Die letzten vier Punktspiele (4:2, 2:1, 2:1, 3:3) hatten sie erfolgreich gestaltet, vor keinem der drei Endspiele gegen den Namensvetter war die Saison-Punktspielausbeute so gut (2:1/A, 4:2/H) wie diesmal (1970/71: 0:1, 1:2; 1981/82: 1:2, 2:1). Und im dritten Anlauf endlich das begehrte Double zu schaffen, dieser Wunsch brannte obendrein wie ein verzehrendes Feuer in den BFC-Akteuren! Das 33. Cupfinale bot viel Sehenswertes, hochklassigen Ansprüchen entsprach es nicht; auch die erregende Schlußphase mit ausgesprochenen Schocktoren änderte nichts daran.

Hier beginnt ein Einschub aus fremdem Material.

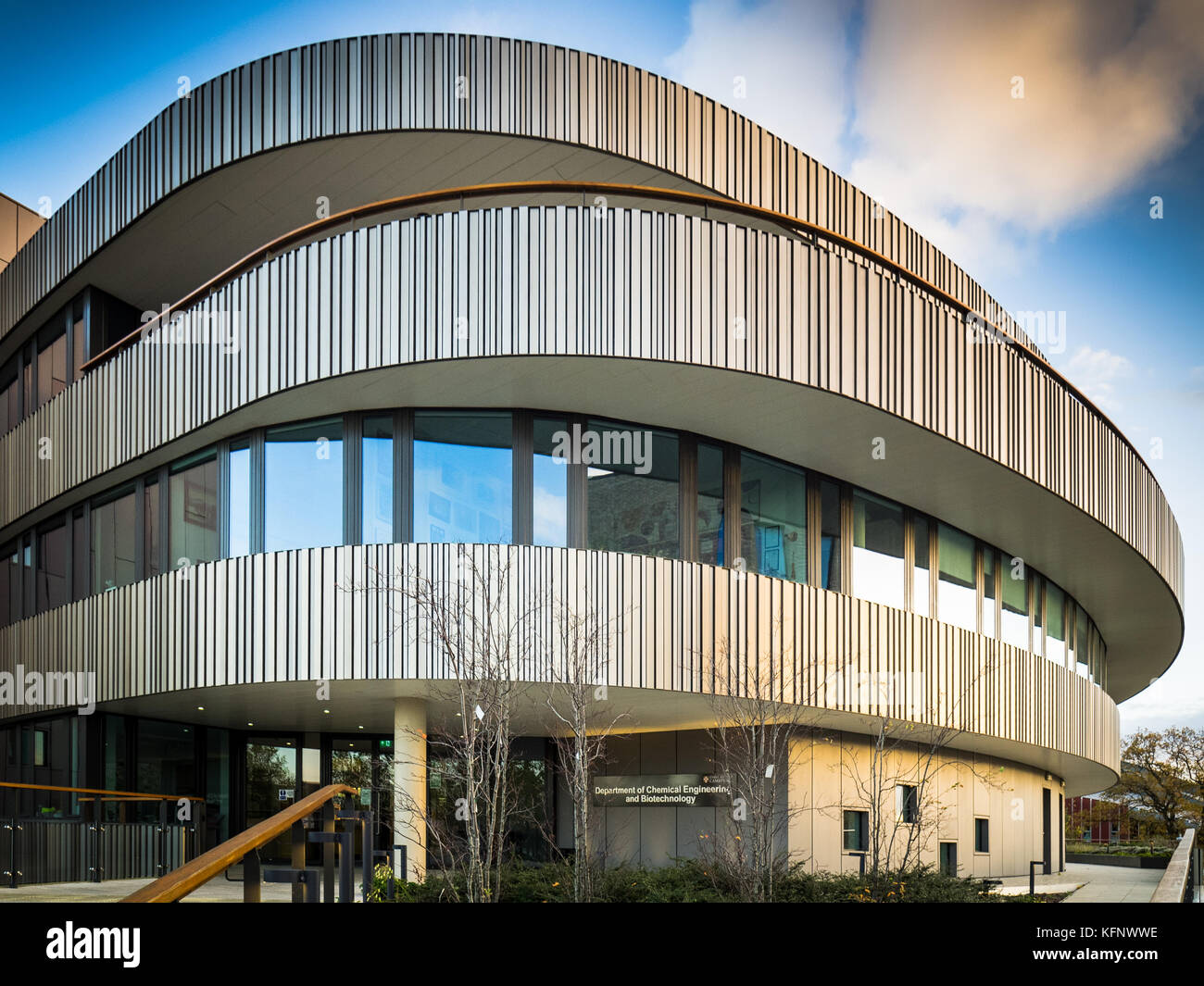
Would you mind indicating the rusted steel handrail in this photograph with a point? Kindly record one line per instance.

Aber die Fairneß gegenüber beiden engagierten Kollektiven verlangt die Feststellung, daß sie bis zur letzten Minute auf untadelige Art und Weise bemüht blieben, ihre Stilvorstellungen durchzusetzen.

Taktisch, konzeptionell war Dresden besser beraten. Sammer hielt sich an Orthodoxes, an das 1-3-3-3 mit betontem Flügelspiel, das erstens quicklebendig, raumgreifend in die Tiefe ging und mit dem zweitens der vorzügliche Center Minge entlastet wurde. Wie der beispiellos offensive Dörner dirigierte, wie jeder Mittelfeldspieler modernes Umkehrspiel beherrschte, war sehenswert. Von Häfner und Pilz durfte Sammer das erwarten. Ihrer Klasse waren sie das schuldig. Den bemerkenswertesten Part offerierte jedoch der 18jährige Stübner, mutig, selbstbewußt, Energiebündel und Techniker zugleich. Aus diesem Holz werden Individualisten mit dem Gespür für Teamwork gemacht! In der Besetzung des Meisters steckten seine Vorzüge und Nachteile zugleich.

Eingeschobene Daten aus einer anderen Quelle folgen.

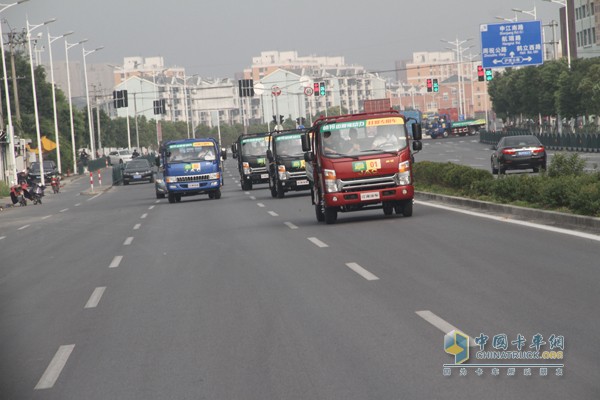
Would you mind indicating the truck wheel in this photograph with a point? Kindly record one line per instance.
(319, 213)
(330, 215)
(388, 208)
(407, 208)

Er verfügte ganz zweifellos über ein Plus an deckungstreuen Charakteren, ein unschätzbarer Vorteil bei einem Torvorsprung. Aber da sich der rationelle, der lakonische Stil des BFC gegen Dresdens Elastizität nicht entscheidend durchzusetzen verstand, wurde mit zunehmender Spielzeit immer offensichtlicher, daß ein ehrgeiziger Ernst weder zwei Dresdner Abwehrstrategen auszumanövrieren, noch die Probleme an den Flügeln zu lösen vermochte. Dort, rechts wie links, waren die Berliner von Torgefährlichkeit, Witz und Wucht abgenabelt, da fehlte ein kompakt, dynamisch nachrückendes Mittelfeld. Backs unternahm noch die besten Versuche, sich vorn Gegner wegzuspielen. Schulz bot wenig Konstruktives. Rohdes Fehlpässe erstaunten über alle Maßen.

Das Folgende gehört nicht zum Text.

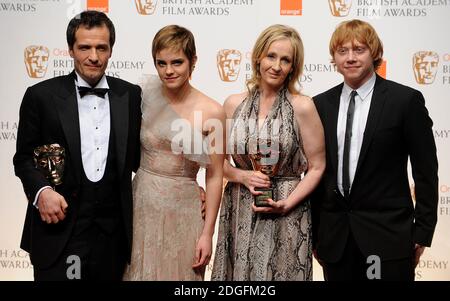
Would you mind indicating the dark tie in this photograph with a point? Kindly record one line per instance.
(100, 92)
(347, 143)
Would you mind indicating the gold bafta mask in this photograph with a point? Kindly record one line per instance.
(264, 155)
(425, 65)
(340, 8)
(229, 64)
(146, 7)
(36, 60)
(49, 159)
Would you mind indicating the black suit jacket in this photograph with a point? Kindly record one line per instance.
(379, 212)
(49, 114)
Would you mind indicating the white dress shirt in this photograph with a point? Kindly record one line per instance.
(362, 106)
(95, 126)
(94, 118)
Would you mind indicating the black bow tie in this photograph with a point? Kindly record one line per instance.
(100, 92)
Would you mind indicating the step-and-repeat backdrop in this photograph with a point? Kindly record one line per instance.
(33, 48)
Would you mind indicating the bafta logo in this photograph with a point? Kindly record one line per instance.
(49, 159)
(36, 60)
(425, 65)
(229, 64)
(340, 8)
(146, 7)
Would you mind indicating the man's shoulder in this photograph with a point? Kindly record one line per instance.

Was blieb, waren Terletzkis und Troppas Freistoßstandards als Ultima ratio. Das genügte diesmal nicht, denn Dresden hatte seine Erfolgsstraße nicht nur mit guten Vorsätzen gepflastert. sondern die Dörner-Elf wußte sich auf ihr auch variabel, spielerisch-einfallsreich zu bewegen. Gleich zweimal mußten zunächst Troppa (7.) und dann Backs (27.) auf der Linie retten, als Rudwaleit nach turbulenten Strafraumaktionen schon geschlagen war, während Pilz (19./ von Lippmann völlig freigespielt) am Auswahlschlußmann aus Nahdistanz scheiterte. Dresdens Chancen setzte Troppa einen knallharten 25-Meter-Direktfreistoß (12.) an den Pfosten entgegen. Schüsse von Backs, Ernst, Prange und Kubowitz meisterte Jakubowski ausnahmslos.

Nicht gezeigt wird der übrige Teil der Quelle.